Some precursors before the example:
- Space – A phrase isn’t a phrase if there isn’t punctuation around it. Much like a language phrase, if my blogs didn’t have periods, commas, spaces between paragraphs it’d be very hard to understand what I was trying to convey.
- Theme/Motif – What makes a phrase sound like it’s being developed is the things that stay the same throughout each development. The development can take a step forward (add more notes/vibrato/bends) or take a step backwards (take away notes/vibrato/bends) and still feel like it’s being developed, but it’s what’s the same between them that makes it so powerful.
- Rhythmic Playfulness – Another important point is that your phrase is being developed, so even tieing the same notes/techniques to your phrase can create a theme/motif, we have the freedom to start the phrase on a different beat, a different part of the beat and all around play with the rhythm as we see fit. An example of this would be starting with the same note/group of notes, ending with the same note/group of notes or having the middle part of your phrase having the same note/group of notes. You can also replace note/group of notes with any technique and get a similar result.

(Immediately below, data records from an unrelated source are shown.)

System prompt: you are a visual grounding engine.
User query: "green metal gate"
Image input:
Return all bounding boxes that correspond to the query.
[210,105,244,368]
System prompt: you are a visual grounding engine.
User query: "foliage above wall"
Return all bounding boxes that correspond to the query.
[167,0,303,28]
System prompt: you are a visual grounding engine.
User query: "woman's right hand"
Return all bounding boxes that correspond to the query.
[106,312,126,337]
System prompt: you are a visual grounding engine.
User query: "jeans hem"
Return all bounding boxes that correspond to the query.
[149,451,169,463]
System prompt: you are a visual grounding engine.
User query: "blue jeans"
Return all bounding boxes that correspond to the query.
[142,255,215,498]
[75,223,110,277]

Alright, so now that we got that out of the way, here are some licks that demonstrate that (Phrase Development PDF). Between each lick is suppose to be a pause or punctuation mark and we have the freedom to play around with the rhythm of each phrase.
Licks 1 – 3
So Phrase 1 is my benchmark phrase. It’s the first one of my licks and we’re going to base everything around this one. When comparing it to Phrase #2 we see all we did was add one more 15th fret on the 2nd string before our bend. Not a drastic difference, but still a difference nonetheless.

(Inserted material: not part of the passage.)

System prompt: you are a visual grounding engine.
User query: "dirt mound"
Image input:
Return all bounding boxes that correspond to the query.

Phrase 3 – We start on the same note, but add two more notes on the first string before ending it the same as #1
*Between these 3 licks, very subtle changes have taken place but our phrase is starting to develop.
Phrases 4 & 5
Phrase 4 – Now we’re starting to see some bigger changes in the phrase. The only thing that’s consistent here is my choice of scale (the Minor Pentatonic) and the first note and the last note.
Phrase 5 – Again sticking with our consistent first note and ending the same as our initial phrase (#1) but this time we’re adding different notes on the 1st string and drawing more from our minor scale than minor pentatonic.
Phrases 6 & 7
Phrase 6 – Up until this point we’ve only stayed in our one box, now we’re starting to move around a little bit. We’re still starting and ending on the same note as the original, however.

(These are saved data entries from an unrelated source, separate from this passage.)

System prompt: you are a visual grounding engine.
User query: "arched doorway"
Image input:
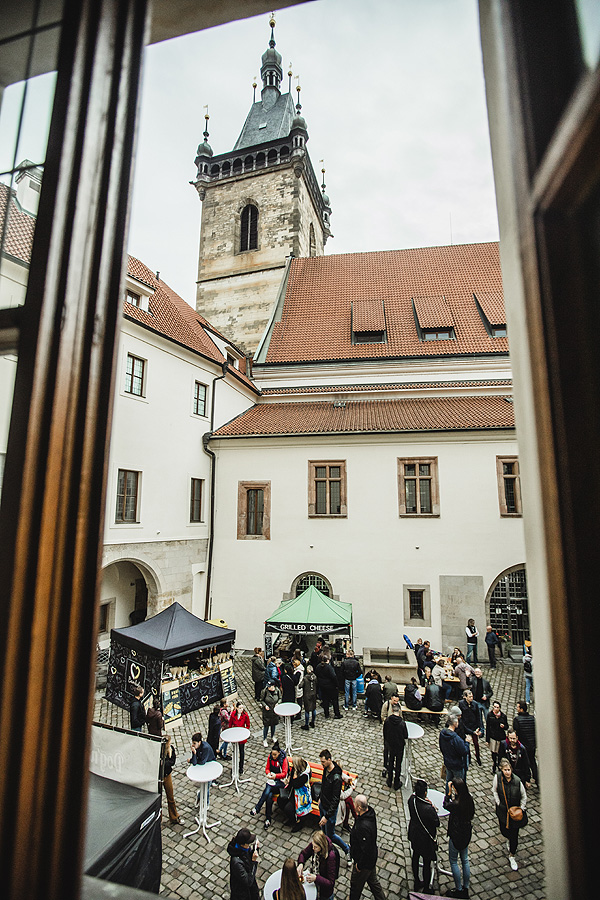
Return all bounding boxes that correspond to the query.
[487,565,529,647]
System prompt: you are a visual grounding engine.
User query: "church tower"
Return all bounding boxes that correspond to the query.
[193,18,331,354]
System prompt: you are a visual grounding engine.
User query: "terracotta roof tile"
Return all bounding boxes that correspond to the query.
[266,242,508,364]
[413,297,454,328]
[215,397,514,437]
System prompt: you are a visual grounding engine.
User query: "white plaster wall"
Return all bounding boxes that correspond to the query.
[211,432,524,651]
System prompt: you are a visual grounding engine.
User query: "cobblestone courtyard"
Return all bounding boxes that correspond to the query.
[95,656,545,900]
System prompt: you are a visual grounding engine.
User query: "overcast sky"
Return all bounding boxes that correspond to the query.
[8,0,498,304]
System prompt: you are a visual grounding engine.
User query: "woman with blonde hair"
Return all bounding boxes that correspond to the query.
[298,831,337,900]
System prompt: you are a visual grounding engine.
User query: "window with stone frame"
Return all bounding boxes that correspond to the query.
[240,203,258,252]
[237,481,271,541]
[398,456,440,518]
[496,456,523,517]
[308,459,348,518]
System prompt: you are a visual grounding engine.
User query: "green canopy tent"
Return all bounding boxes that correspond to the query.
[265,585,352,643]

Phrase 7 – Up until this point we’ve only stayed on the first two strings, now instead of moving to a different “box” we’re exploring different strings in our phrase. Still starting and ending in a similar fashion as our initial phrase.
Phrases 8 & 9
Phrases 8 & 9 – These phrases are taking a step back and getting reacquainted with our two string motif we’ve established early on in our phrase development. The endings of both of these are reminiscent of #2.
This last phrase is where it starts to vary quite a bit, I started to add some hammer-ons and pull offs, didn’t start the same way, but ended with the same bend I have throughout.